Page 1 of 1

### cblas_gemv / cblas_gemm much faster with vector of 0s

Posted: Mon Jun 27, 2016 1:11 pm
I saw a question on stackoverflow.

http://stackoverflow.com/questions/3804 ... rix-values

It shows that in a vector-matrix multiplication, gemv/gemm runs much faster when the vector contains a lot of 0s, and the result is correct.
Until now I can only reproduce this with the package libblas-dev on Ubuntu 14.04.
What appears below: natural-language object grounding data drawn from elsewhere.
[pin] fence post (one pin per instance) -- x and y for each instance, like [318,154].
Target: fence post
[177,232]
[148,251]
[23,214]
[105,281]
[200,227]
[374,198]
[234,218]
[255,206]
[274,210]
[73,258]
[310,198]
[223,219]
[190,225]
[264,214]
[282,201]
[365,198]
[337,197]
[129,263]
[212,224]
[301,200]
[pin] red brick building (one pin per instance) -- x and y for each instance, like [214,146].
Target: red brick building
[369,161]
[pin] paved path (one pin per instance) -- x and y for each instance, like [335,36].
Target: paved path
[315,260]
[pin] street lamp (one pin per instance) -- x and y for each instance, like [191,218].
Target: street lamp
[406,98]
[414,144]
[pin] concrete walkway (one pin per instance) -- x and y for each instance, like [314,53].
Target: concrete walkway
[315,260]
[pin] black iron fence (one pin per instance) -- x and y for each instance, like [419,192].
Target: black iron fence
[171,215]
Could you help explain why?

### Re: cblas_gemv / cblas_gemm much faster with vector of 0s

Posted: Tue Jun 28, 2016 1:29 am
Hi Usman,

I have no idea. You multiply a 1-by-m vector A by the m-by-m identity B and you want to compute C = AB. (So you will get C=A. Fine.)
Then when A is a sparse-vector, you observe that the code runs (significantly) faster than when A is a dense vector.
OK. No idea why on my end.

Cheers,
Julien.

### Re: cblas_gemv / cblas_gemm much faster with vector of 0s

Posted: Tue Jun 28, 2016 1:44 am
Jim Demmel says:
The reference BLAS (which may or may not be how your BLAS is implemented)
sometimes check for zero entries in the inputs to avoid unnecessary arithmetic
(look at sger.f). I could imagine that someone optimizing the BLAS might
do this for other BLAS implementations as well. For example, it only costs
O(n^2) to count the number of zeros in an n-by-n matrix, which is cheap
compared to the O(n^3) cost of matrix multiplication, and if the number of
zeros is large enough, they might use a "sparse matrix multiply" algorithm.
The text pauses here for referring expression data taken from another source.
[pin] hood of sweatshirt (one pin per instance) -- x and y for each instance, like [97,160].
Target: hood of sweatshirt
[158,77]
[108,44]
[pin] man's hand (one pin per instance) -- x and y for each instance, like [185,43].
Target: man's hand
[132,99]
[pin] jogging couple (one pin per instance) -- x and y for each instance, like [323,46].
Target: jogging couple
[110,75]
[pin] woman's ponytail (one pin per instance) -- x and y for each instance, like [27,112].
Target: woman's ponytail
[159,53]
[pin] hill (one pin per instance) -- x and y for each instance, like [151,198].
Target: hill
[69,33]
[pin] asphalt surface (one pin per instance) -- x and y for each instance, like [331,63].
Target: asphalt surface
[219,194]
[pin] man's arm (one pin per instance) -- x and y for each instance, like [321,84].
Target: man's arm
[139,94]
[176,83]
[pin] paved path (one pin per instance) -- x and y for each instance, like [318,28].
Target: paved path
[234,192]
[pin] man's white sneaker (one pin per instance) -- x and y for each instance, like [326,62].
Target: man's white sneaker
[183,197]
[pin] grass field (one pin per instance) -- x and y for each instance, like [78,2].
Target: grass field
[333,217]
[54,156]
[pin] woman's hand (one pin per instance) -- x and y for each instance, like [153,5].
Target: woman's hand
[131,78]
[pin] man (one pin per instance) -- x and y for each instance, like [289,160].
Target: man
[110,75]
Interestingly, this means that the BLAS do not propagate exceptions
consistently, eg some might multiply 0*inf and get a NaN, and others
may skip it.

### Re: cblas_gemv / cblas_gemm much faster with vector of 0s

Posted: Tue Jun 28, 2016 2:54 am
Thank you for the reply. An answer to the original question confirms that such optimization exists in that particular version of BLAS.
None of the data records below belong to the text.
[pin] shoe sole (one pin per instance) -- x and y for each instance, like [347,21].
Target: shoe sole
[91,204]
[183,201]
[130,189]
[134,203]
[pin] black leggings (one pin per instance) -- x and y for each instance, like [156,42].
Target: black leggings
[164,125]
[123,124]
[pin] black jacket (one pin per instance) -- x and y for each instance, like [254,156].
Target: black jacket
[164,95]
### Re: cblas_gemv / cblas_gemm much faster with vector of 0s

Posted: Thu Jul 14, 2016 1:23 am
When you optimize gemv and gemm different techniques apply this
* For the matrix-matrix operation you are using blocked algorithms. Block sizes depend on cache sizes.
* For optimising the matrix-vector product you use so called fused Level 1 operations (e.g. fused dot-products or fused axpy).